Thursday, April 13, 2006

How Simple It Is

For a couple of years I cared deeply about the discussion on gender. I actually had the folder to a Feminist group on my BUBBS desktop for easy access to the online "discussions" that went on there. I argued better and worse at times.

I have almost zero interest in the discussion any longer. Coincidentally, I now know much more about women, having been married for nearly three years. Which makes me wonder...is the giant gender discussion the result of too many angst filled single people?

I don't mean single people = angst filled. I have plenty of single friends that never understood my zeal towards that discussion. I have plenty of single friends that, though they care, never cared as much as I did about "figuring out" the "answer" to the question of genders and roles. What I am saying is that...I think, at least generally, one could postulate that those that engage in some of the ridiculous arguments that take place concerning the nature of the genders are working out not the larger question of meaning and roles for men and women, but rather the personal issues of relationships. Which supports a theory I had once considered...if most of the adamant militant feminists got married to chauvinists there would be a lot less fighting in the world today.

Sheri and I still talk about the differences between us. We still fight, we still don't always understand the other, and there is still mystery which I don't have answers for. But I have found, all the angst of the gender question dissolved with the arrival of matrimony. How simple it is...we were made for each other and its a beautiful thing to reflect upon.

3 comments:

slowlane said...

I was about to be very offended for a while there, until you clarified that not all single people are angst ridden.

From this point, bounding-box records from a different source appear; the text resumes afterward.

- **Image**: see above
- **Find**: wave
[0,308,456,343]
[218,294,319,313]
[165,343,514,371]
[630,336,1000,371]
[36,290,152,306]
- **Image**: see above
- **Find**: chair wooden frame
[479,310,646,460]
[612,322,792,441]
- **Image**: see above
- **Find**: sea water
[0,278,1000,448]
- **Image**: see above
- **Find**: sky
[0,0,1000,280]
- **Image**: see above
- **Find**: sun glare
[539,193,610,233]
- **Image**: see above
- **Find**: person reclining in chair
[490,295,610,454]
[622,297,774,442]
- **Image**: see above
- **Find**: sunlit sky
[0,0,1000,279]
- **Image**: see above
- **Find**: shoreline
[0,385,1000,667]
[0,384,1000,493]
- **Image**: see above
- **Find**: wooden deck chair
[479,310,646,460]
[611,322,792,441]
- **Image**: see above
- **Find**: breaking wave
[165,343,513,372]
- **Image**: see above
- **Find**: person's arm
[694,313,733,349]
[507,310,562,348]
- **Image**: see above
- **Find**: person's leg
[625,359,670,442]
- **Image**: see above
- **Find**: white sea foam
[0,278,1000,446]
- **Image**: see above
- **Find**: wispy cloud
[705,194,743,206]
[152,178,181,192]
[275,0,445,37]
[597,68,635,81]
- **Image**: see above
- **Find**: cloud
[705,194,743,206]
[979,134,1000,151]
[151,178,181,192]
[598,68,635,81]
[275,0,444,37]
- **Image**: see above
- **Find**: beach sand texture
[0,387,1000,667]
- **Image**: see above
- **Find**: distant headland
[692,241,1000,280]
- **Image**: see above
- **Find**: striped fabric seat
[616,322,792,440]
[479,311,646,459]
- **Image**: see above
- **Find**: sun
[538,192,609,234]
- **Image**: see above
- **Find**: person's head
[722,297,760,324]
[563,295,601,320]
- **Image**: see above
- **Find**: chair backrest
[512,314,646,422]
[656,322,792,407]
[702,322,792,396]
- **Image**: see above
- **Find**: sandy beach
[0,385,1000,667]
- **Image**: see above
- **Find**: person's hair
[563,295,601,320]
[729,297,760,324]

I was about to write a moody poem about how dense and insufferable married people are when they make sweeping statements about single people.

Linds said...

I think your post hits on the solution: love. Marital love is not necessarily the only love with the power to solve the issue, but some form of it is the only option. :) Legal and theological obligation does make it easier to solve the problems, however. Or maybe just more pressing.

Anonymous said...

Becca,
I almost mentioned you as one of my prime examples of the healthy single people that make people like me (as I was while single) look fairly pathetic.

Yeah for healthy single people! Yeah for healthy married people! Yeah for healthy people!